Zelensky is accurate about the diplomatic agreement, but he is less accurate about who broke it. “What was not known publicly at the time,” Petro told me, “was that [the Ukrainian delegates to the TCG] were told not to move forward on any of these points. Their job, as they saw it, was to delay negotiations until the Ukrainian army could launch a blitzkrieg into Donbas.” Sergei Garmash, a Ukrainian delegate to the Minsk TCG admitted that “Minsk serves to weaken Russia. It is only useful to Ukraine if it is not implemented; as soon as it is implemented, it is no longer to our advantage.” He was allegedly told by a Western diplomat that “Victors are never judged” and said that “nobody will say anything to you” if they “enter Donetsk militarily and liberate the territory.”
It was not Putin, but Zelensky who signed the agreement with no intention of honoring it.
Zelensky is also accurate that they “signed the exchange of prisoners.” But he is not accurate that Putin “didn’t do it.” On December 29, Zelensky’s office announced that “The mutual release of detainees has been completed. 76 of our people are safe in Ukrainian-controlled territory.” That this prisoner exchange was a fulfillment of the negotiations Zelensky is referring to is shown by mainstream Western media who reported at the time that “Ukrainian President Volodymyr Zelenskiy and Russian President Vladimir Putin agreed on the exchange during peace talks in Paris this month.”
Worse is that the 2019 discussions were just a part of the larger Minks Agreement discussions. It is now known that it was not only Kiev’s instructions to use the 2019 talks to “delay negotiations until the Ukrainian army could launch a blitzkrieg into Donbas,” but that it was also Ukraine, Germany, and France’s intention for the entire Minsk Agreements, as has now been verified by statements by each of Putin’s partners in signing the Agreement: Ukrainian President Pyotr Poroshenko, German Chancellor Angela Merkel, and French President François Hollande.
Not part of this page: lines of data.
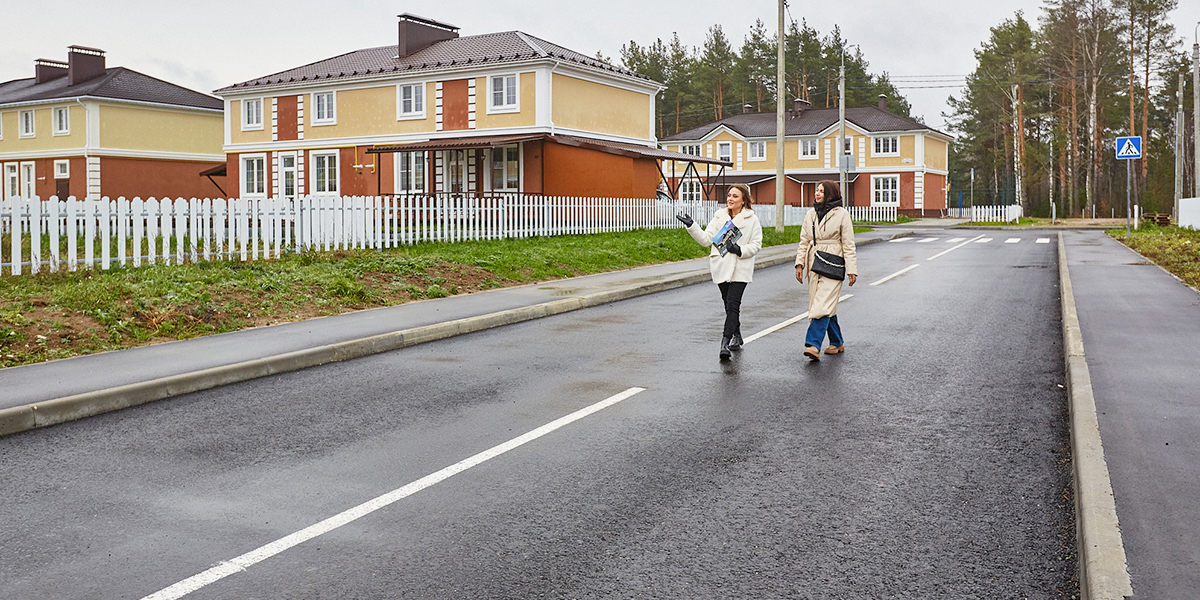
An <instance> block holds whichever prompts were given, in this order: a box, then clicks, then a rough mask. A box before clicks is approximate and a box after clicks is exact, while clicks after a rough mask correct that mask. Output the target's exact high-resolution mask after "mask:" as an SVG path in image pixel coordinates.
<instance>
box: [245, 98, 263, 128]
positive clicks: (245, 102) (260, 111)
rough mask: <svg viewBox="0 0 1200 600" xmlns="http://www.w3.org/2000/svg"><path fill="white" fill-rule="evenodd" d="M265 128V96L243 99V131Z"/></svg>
mask: <svg viewBox="0 0 1200 600" xmlns="http://www.w3.org/2000/svg"><path fill="white" fill-rule="evenodd" d="M260 128H263V98H252V100H244V101H241V131H247V130H260Z"/></svg>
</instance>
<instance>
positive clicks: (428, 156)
mask: <svg viewBox="0 0 1200 600" xmlns="http://www.w3.org/2000/svg"><path fill="white" fill-rule="evenodd" d="M427 152H428V151H427V150H413V151H408V152H396V193H426V192H427V190H426V188H427V187H428V180H430V173H428V170H430V155H428V154H427ZM418 166H420V169H418ZM418 172H420V176H419V178H418V176H416V175H418Z"/></svg>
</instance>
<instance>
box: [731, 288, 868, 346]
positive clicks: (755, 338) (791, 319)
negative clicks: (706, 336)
mask: <svg viewBox="0 0 1200 600" xmlns="http://www.w3.org/2000/svg"><path fill="white" fill-rule="evenodd" d="M851 298H854V294H845V295H842V296H841V298H839V299H838V301H839V302H841V301H844V300H848V299H851ZM806 318H809V313H806V312H805V313H803V314H797V316H796V317H792V318H790V319H787V320H785V322H782V323H780V324H778V325H772V326H769V328H767V329H764V330H762V331H758V332H757V334H755V335H752V336H750V337H746V338H745V340H743V341H742V346H745V344H748V343H750V342H752V341H755V340H757V338H760V337H762V336H764V335H768V334H774V332H775V331H779V330H780V329H784V328H786V326H787V325H791V324H794V323H798V322H800V320H804V319H806Z"/></svg>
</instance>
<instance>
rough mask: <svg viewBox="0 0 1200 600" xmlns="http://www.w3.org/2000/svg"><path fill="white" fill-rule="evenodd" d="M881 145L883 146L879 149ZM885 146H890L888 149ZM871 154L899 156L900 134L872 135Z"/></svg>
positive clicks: (881, 155) (888, 155) (871, 139)
mask: <svg viewBox="0 0 1200 600" xmlns="http://www.w3.org/2000/svg"><path fill="white" fill-rule="evenodd" d="M881 146H884V148H882V149H881ZM887 146H890V149H888V148H887ZM871 156H900V136H877V137H872V138H871Z"/></svg>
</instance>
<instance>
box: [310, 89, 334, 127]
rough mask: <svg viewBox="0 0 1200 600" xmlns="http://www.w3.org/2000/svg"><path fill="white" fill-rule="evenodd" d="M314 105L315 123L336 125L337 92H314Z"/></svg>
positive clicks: (328, 124) (313, 122)
mask: <svg viewBox="0 0 1200 600" xmlns="http://www.w3.org/2000/svg"><path fill="white" fill-rule="evenodd" d="M312 106H313V112H312V124H313V125H334V124H336V122H337V92H332V91H326V92H323V94H313V95H312Z"/></svg>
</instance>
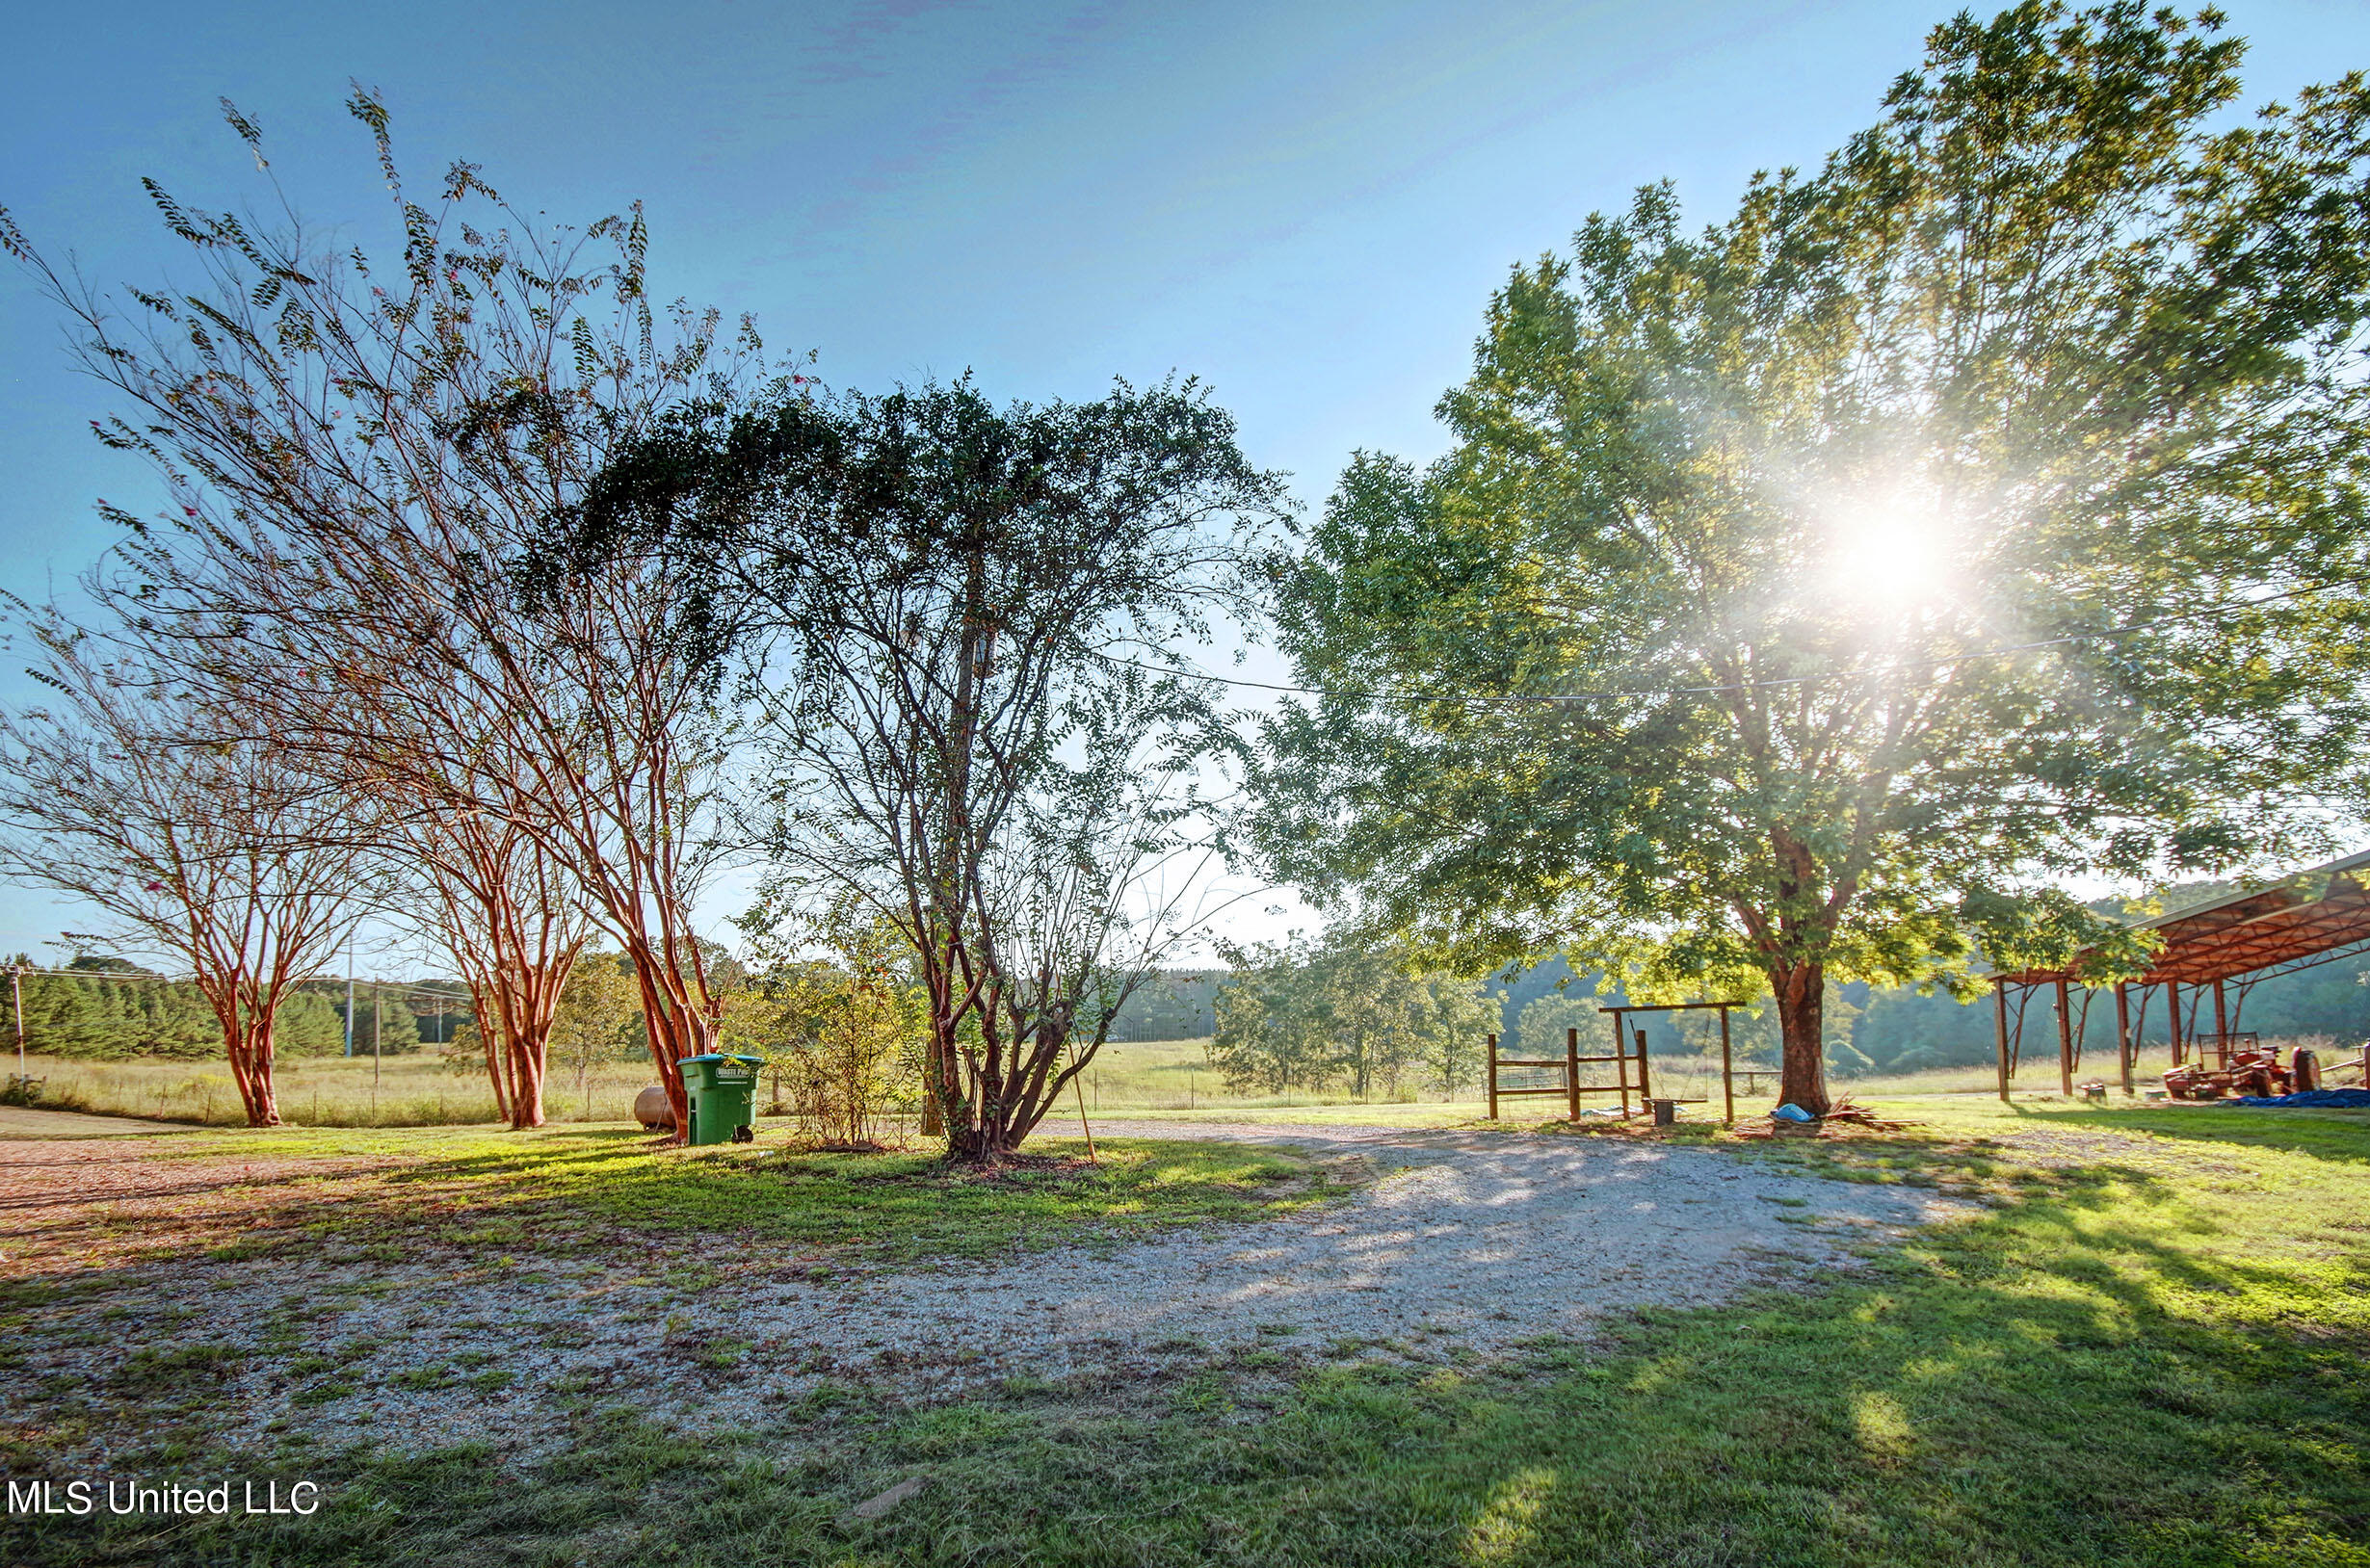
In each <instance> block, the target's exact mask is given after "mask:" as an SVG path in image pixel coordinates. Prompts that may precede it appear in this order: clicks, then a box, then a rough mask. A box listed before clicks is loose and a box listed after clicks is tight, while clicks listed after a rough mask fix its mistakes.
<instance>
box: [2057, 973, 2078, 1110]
mask: <svg viewBox="0 0 2370 1568" xmlns="http://www.w3.org/2000/svg"><path fill="white" fill-rule="evenodd" d="M2057 1090H2060V1092H2062V1094H2064V1097H2067V1099H2074V1009H2071V1007H2069V1004H2067V983H2064V981H2057Z"/></svg>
Zelensky has also reportedly said that he told Merkel and Macron that “as for Minsk as a whole…We cannot implement it like this.”
And Minsk was not the first time that Ukraine, and not Putin, broke an agreement. After the Donetsk and Lugansk regions of Donbas voted in favor of sovereignty, Pyotr Poroshenko was elected president of Ukraine. He initiated negotiations for a peaceful settlement with rebel leaders in the Donbas. The talks were promising, and, by the end of the next month, a formula for peacefully keeping Donbas in Ukraine had been found. At this point, on June 24, the Russian parliament rescinded the authority to use troops abroad. A peace was possible. But instead, Nicolai Petro reports, the government in Kiev decided that Putin’s decision to withdraw troops put the Ukrainian military in a new advantage, and, instead of pursuing the peace, Poroshenko ordered the launch of attacks to recapture Donbas militarily.
Though much of the media focus has been on the tone of what was said, not enough attention has been paid to what was said, which included key ideas going forward, including negotiating an end to the war or going on fighting it and offering Ukraine a security guarantee that does not risk a Russian-American war and the risk of World War III.